In this set of timing result, we can see the total cpu time was increased significantly. When using one core, the total cpu time was 1287.79 seconds; While the total cpu time was increased to 1790.67 seconds when using 48 cores. There was 502.88 seconds in difference, which degraded the performance. We further can see the elapsed time was reduced by increasing the number of cores.
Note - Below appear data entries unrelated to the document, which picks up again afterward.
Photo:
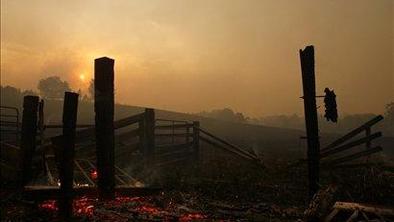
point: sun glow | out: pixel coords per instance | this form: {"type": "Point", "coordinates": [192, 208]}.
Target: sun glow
{"type": "Point", "coordinates": [82, 77]}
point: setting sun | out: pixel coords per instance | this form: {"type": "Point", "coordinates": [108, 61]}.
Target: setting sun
{"type": "Point", "coordinates": [82, 77]}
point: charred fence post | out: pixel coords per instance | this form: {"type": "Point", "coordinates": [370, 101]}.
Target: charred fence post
{"type": "Point", "coordinates": [311, 121]}
{"type": "Point", "coordinates": [196, 140]}
{"type": "Point", "coordinates": [104, 120]}
{"type": "Point", "coordinates": [66, 157]}
{"type": "Point", "coordinates": [141, 135]}
{"type": "Point", "coordinates": [28, 137]}
{"type": "Point", "coordinates": [149, 137]}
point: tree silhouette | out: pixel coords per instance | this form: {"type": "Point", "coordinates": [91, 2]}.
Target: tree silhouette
{"type": "Point", "coordinates": [53, 87]}
{"type": "Point", "coordinates": [389, 116]}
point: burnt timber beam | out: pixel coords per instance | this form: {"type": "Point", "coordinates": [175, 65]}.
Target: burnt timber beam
{"type": "Point", "coordinates": [104, 125]}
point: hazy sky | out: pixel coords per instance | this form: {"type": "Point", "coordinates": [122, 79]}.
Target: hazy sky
{"type": "Point", "coordinates": [198, 55]}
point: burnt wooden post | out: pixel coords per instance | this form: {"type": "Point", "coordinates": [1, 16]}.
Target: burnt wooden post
{"type": "Point", "coordinates": [196, 140]}
{"type": "Point", "coordinates": [66, 157]}
{"type": "Point", "coordinates": [104, 120]}
{"type": "Point", "coordinates": [149, 138]}
{"type": "Point", "coordinates": [368, 133]}
{"type": "Point", "coordinates": [28, 136]}
{"type": "Point", "coordinates": [141, 134]}
{"type": "Point", "coordinates": [311, 122]}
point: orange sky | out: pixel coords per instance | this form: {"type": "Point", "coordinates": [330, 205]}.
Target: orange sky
{"type": "Point", "coordinates": [199, 55]}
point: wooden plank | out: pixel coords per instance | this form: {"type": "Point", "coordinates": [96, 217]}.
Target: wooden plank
{"type": "Point", "coordinates": [66, 157]}
{"type": "Point", "coordinates": [307, 58]}
{"type": "Point", "coordinates": [174, 126]}
{"type": "Point", "coordinates": [186, 152]}
{"type": "Point", "coordinates": [128, 135]}
{"type": "Point", "coordinates": [354, 156]}
{"type": "Point", "coordinates": [196, 141]}
{"type": "Point", "coordinates": [56, 126]}
{"type": "Point", "coordinates": [353, 133]}
{"type": "Point", "coordinates": [89, 133]}
{"type": "Point", "coordinates": [149, 136]}
{"type": "Point", "coordinates": [331, 215]}
{"type": "Point", "coordinates": [172, 161]}
{"type": "Point", "coordinates": [87, 177]}
{"type": "Point", "coordinates": [161, 148]}
{"type": "Point", "coordinates": [239, 150]}
{"type": "Point", "coordinates": [350, 145]}
{"type": "Point", "coordinates": [178, 135]}
{"type": "Point", "coordinates": [104, 125]}
{"type": "Point", "coordinates": [128, 121]}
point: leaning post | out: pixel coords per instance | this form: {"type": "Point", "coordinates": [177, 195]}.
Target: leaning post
{"type": "Point", "coordinates": [104, 122]}
{"type": "Point", "coordinates": [149, 142]}
{"type": "Point", "coordinates": [311, 121]}
{"type": "Point", "coordinates": [196, 140]}
{"type": "Point", "coordinates": [66, 157]}
{"type": "Point", "coordinates": [28, 136]}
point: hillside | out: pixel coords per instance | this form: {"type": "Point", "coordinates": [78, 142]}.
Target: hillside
{"type": "Point", "coordinates": [279, 142]}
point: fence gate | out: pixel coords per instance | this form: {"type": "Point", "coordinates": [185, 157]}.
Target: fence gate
{"type": "Point", "coordinates": [175, 142]}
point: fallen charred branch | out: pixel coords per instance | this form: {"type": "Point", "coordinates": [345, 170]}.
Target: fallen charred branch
{"type": "Point", "coordinates": [38, 193]}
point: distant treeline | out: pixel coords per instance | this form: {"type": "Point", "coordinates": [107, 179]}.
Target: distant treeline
{"type": "Point", "coordinates": [53, 88]}
{"type": "Point", "coordinates": [345, 123]}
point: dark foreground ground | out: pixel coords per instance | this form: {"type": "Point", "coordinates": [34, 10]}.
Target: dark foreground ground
{"type": "Point", "coordinates": [229, 191]}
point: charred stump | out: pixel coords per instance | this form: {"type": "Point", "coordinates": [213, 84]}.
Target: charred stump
{"type": "Point", "coordinates": [104, 121]}
{"type": "Point", "coordinates": [311, 122]}
{"type": "Point", "coordinates": [28, 136]}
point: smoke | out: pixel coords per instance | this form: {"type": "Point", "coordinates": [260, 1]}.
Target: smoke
{"type": "Point", "coordinates": [202, 55]}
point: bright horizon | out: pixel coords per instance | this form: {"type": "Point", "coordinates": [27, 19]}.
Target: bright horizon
{"type": "Point", "coordinates": [204, 55]}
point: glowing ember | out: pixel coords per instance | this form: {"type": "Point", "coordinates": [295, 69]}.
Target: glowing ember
{"type": "Point", "coordinates": [192, 217]}
{"type": "Point", "coordinates": [49, 205]}
{"type": "Point", "coordinates": [93, 174]}
{"type": "Point", "coordinates": [95, 209]}
{"type": "Point", "coordinates": [148, 209]}
{"type": "Point", "coordinates": [83, 206]}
Speed and efficiency are summarized in the following.

Speedup and Efficiency

Number
of Cores
Elapsed
Time (sec)
Speedup Efficiency
(%)
1 1287.82 1.0000 100.00
2 636.91 2.0220 101.10
3 430.28 2.9930 99.77
4 326.14 3.9487 98.72
5 263.72 4.8833 97.67
6 221.79 5.8065 96.77
7 192.04 6.7060 95.80
8 169.74 7.5870 94.84
9 153.01 8.4166 93.52
10 139.31 9.2442 92.44
11 128.08 10.0548 91.41
12 118.72 10.8475 90.40
13 110.39 11.6661 89.74
14 103.29 12.4680 89.06
15 97.25 13.2424 88.28
16 92.04 13.9920 87.45
17 87.49 14.7196 86.59
18 83.49 15.4248 85.69
19 79.72 16.1543 85.02
20 76.28 16.8828 84.41
21 73.45 17.5333 83.49
22 70.90 18.1639 82.56
23 68.52 18.7948 81.72
24 66.38 19.4007 80.84
25 64.63 19.9260 79.70
26 62.90 20.4741 78.75
27 61.32 21.0016 77.78
28 59.97 21.4744 76.69
29 58.80 21.9017 75.52
30 57.49 22.4008 74.67
31 56.55 22.7731 73.46
32 55.36 23.2626 72.70
33 54.32 23.7080 71.84
34 53.49 24.0759 70.81
35 52.59 24.4879 69.97
36 51.87 24.8278 68.97
37 51.17 25.1675 68.02
38 50.54 25.4812 67.06
39 50.09 25.7101 65.92
40 49.61 25.9589 64.90
41 49.05 26.2552 64.04
42 48.64 26.4766 63.04
43 48.35 26.6354 61.94
44 48.02 26.8184 60.95
45 47.74 26.9757 59.95
46 47.52 27.1006 58.91
47 47.38 27.1807 57.83
48 47.31 27.2208 56.71

The efficiency was dropped down below 90% when using 13 cores. Most LAIPE subroutines can yield an efficiency up to 90% when using 10 cores.